Heather Derr-Smith is an American poet. She was born in Dallas, Texas in 1971 and spent her early childhood in Los Angeles, California. Her family then moved to Fredericksburg, Virginia where she spent her middle and high school years. She studied at the University of Virginia, earning a B.A. in Art History. At U.V.A. she also took poetry workshops with Gregory Orr, Charles Wright and Rita Dove.

She went on to earn her MFA in Poetry at the Iowa Writers' Workshop where she studied with Marvin Bell, Jorie Graham, Jim Galvin, and Mark Doty. Her first book, "Each End of the World" was published by Main Street Rag Press in 2005. The book was called "Astonishing" and "a devastating performance" by Mark Doty. The poems are about the 1991-1996 wars in the former Yugoslavia (Yugoslav Wars), where Derr-Smith volunteered in a refugee camp in Gasinci, Croatia in the summer of 1994.

Derr-Smith's second collection of poems, "The Bride Minaret" was published at the University of Akron Press. It was selected by Elton Glaser for the Akron Series in Poetry in 2008. It was edited by Mary Biddinger, who writes, "Heather Derr-Smith's second collection journeys to the rough core of desire, creating and destroying binaries along the way." The poems are about personal and global issues of exile and identity. There is also a strong sense of place and connection to the natural environment. Many of the poems were written in Damascus, Syria where Derr-Smith was interviewing Iraqi and Palestinian refugees during the Iraq war troop surge of 2007. Denise Duhamel writes "The Bride Minaret is a book of emotional, literary, and cultural substance. As Mendelson wrote of Auden: the poems bear witness to the close connection between intelligence and love."

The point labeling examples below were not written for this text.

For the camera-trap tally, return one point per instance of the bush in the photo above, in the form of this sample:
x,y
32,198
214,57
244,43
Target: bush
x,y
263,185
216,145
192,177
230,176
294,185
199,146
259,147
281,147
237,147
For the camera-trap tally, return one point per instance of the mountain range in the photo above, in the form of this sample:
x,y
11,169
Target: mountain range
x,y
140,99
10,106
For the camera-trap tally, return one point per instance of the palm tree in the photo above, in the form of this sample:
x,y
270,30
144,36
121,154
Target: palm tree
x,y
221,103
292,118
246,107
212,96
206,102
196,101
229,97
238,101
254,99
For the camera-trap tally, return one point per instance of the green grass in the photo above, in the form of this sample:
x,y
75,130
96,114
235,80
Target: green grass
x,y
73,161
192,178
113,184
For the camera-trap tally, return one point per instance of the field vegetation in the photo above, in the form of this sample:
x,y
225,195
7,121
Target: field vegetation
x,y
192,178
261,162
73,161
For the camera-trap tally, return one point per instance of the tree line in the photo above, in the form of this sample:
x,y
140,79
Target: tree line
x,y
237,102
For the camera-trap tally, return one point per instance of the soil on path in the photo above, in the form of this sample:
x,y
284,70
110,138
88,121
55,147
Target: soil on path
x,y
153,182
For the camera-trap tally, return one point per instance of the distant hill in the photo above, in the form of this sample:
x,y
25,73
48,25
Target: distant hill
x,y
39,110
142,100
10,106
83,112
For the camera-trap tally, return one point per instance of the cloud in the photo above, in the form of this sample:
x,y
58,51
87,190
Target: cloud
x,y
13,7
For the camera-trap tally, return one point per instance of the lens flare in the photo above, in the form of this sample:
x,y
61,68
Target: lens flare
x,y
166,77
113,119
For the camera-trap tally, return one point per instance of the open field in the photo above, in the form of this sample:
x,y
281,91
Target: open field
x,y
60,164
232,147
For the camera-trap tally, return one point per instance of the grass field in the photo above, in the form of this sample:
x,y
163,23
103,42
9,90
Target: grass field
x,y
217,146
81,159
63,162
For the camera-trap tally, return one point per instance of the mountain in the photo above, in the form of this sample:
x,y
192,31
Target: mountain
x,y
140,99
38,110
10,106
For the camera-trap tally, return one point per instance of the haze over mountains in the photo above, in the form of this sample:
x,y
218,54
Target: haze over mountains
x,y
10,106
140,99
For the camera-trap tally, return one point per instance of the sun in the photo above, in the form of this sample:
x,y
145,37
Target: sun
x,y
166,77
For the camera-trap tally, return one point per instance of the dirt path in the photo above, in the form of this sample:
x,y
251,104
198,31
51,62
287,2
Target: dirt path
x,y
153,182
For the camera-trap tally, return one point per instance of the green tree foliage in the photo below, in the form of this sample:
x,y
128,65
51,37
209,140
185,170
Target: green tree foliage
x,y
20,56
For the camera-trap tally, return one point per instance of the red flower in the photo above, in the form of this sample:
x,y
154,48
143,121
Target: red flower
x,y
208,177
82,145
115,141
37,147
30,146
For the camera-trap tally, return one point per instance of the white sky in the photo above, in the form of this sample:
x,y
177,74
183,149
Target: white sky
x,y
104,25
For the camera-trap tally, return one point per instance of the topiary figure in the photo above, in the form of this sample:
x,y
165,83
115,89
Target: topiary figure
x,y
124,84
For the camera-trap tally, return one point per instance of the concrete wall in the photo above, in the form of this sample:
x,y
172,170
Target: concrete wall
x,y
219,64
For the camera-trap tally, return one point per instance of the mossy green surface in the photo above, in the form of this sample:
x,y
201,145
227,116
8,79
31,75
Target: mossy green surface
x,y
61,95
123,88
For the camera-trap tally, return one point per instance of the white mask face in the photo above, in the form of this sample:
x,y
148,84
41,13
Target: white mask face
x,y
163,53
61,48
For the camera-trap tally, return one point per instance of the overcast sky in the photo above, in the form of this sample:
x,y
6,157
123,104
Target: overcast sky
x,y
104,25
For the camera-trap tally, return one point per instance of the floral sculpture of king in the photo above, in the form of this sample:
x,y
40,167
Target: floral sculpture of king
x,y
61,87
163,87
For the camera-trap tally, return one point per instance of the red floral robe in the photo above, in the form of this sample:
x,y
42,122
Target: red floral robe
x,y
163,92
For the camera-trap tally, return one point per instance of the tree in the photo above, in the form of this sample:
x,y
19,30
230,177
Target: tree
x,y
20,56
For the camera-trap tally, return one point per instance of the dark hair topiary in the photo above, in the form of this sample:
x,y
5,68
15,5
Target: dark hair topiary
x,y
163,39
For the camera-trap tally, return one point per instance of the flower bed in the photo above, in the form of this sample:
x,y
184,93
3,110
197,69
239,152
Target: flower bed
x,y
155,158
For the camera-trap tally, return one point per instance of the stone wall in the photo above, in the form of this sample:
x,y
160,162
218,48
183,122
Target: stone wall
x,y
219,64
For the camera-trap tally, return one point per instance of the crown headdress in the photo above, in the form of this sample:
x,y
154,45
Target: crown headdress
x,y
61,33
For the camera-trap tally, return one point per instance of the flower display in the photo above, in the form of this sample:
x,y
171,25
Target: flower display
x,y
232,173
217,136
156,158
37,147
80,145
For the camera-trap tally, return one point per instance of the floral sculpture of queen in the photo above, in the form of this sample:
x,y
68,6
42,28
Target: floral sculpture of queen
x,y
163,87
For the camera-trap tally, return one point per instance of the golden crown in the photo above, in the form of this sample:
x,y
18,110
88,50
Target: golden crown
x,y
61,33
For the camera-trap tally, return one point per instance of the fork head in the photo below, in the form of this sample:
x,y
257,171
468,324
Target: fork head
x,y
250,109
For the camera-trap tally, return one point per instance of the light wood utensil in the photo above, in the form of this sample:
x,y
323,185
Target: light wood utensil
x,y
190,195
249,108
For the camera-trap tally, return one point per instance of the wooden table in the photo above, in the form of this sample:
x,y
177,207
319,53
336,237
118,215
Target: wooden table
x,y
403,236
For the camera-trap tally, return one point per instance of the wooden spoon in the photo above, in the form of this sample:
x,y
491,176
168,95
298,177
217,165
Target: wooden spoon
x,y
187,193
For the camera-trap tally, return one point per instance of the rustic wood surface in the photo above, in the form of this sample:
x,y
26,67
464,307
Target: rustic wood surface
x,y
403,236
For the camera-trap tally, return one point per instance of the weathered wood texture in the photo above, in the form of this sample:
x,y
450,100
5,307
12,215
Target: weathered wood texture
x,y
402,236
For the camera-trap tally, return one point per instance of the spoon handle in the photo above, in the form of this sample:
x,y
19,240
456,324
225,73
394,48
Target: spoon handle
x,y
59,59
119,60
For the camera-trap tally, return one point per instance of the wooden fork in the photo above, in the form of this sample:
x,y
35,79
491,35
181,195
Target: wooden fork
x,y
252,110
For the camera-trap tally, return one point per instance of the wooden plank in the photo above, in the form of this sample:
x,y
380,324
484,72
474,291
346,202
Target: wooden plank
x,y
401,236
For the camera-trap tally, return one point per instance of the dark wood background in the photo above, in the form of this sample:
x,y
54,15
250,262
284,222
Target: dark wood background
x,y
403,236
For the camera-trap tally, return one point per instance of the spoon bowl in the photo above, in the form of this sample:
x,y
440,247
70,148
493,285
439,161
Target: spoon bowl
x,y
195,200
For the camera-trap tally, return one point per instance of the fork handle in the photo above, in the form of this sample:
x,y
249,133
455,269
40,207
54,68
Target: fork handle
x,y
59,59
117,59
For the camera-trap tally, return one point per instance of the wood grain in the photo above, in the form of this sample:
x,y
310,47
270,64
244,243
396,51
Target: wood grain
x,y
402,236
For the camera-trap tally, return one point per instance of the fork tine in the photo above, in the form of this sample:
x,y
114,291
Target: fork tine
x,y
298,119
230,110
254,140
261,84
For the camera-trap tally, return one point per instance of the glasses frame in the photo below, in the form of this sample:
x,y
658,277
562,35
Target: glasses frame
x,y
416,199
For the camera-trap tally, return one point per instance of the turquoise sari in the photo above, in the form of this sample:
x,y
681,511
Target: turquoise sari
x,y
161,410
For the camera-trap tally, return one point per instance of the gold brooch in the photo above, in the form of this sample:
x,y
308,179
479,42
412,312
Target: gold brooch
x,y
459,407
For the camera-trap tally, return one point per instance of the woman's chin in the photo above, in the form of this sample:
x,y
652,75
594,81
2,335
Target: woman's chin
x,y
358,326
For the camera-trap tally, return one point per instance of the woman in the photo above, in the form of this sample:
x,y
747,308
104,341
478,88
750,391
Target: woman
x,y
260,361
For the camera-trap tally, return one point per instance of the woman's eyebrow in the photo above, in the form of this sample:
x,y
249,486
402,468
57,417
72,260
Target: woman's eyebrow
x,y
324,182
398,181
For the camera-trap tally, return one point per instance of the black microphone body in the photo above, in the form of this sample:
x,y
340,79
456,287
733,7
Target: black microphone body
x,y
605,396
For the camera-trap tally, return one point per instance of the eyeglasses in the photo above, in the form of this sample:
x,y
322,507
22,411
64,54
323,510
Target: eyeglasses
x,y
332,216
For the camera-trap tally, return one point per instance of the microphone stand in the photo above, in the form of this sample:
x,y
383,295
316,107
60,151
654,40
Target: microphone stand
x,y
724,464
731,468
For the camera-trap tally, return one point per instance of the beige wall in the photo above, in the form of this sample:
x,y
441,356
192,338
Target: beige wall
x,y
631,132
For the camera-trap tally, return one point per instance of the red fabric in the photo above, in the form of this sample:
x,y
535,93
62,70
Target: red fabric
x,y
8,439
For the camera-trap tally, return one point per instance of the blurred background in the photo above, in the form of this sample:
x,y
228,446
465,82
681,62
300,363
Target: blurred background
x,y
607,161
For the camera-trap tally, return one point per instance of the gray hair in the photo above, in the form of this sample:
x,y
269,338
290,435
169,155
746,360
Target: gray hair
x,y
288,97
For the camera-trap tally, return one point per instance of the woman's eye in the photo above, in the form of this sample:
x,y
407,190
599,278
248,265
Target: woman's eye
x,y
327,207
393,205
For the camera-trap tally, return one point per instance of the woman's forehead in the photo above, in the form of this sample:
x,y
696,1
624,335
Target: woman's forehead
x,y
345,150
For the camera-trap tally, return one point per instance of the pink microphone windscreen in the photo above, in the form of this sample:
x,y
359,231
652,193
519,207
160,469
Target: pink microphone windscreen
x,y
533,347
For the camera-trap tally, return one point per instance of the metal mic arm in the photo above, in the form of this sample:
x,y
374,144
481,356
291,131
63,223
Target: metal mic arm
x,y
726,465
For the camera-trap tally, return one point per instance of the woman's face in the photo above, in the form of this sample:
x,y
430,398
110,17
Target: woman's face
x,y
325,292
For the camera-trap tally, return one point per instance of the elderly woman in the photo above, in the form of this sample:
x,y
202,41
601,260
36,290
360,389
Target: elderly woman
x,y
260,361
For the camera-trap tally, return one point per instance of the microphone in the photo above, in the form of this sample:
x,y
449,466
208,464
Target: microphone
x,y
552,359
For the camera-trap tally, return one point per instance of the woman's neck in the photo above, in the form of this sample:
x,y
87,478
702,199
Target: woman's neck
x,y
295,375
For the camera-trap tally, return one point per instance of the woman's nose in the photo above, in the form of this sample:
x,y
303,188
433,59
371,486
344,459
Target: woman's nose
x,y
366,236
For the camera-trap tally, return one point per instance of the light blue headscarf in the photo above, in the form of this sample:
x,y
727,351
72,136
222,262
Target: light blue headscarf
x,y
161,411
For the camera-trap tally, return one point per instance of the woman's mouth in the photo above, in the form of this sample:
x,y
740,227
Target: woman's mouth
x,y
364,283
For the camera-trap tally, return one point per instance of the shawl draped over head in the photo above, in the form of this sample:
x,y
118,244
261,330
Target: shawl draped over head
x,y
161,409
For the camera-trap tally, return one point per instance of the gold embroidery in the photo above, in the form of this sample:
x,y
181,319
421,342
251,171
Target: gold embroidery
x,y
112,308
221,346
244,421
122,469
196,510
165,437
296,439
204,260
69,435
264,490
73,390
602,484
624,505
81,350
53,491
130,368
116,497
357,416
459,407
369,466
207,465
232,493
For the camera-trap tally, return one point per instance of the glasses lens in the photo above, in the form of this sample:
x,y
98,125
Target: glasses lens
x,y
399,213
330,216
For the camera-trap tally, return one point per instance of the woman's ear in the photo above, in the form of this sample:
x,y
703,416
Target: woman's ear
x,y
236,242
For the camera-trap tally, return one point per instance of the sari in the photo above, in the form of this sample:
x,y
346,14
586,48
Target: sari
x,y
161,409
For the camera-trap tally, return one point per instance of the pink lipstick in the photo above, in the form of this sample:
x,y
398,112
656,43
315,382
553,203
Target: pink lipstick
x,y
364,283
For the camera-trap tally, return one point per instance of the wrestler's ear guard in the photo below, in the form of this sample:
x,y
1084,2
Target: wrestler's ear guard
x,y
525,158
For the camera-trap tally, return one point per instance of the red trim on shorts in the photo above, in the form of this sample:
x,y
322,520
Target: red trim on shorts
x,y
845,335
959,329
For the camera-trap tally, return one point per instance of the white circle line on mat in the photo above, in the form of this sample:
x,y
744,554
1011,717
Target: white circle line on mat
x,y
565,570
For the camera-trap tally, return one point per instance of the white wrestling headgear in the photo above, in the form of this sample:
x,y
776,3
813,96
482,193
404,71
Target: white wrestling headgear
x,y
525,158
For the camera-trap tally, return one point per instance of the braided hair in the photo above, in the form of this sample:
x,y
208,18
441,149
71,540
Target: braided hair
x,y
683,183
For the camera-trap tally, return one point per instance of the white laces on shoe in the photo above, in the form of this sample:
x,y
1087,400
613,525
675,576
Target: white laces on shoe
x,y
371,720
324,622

Her third collection, Tongue Screw (Spark Wheel Press, 2016) takes a more personal turn. Stacey Waite writes, "Derr-Smith's poems are imagistically rich and unflinchingly honest as they unfold, one after the other, the thin and permeable boundaries between war and desire, violence and beauty, politics and the inexplicable motion of experience>" . Lee Ann Roripaugh says, "the poems in Tongue Screw are fiercely golrious in their evocation of troubled memory, gritty desire, and love's holy ghost."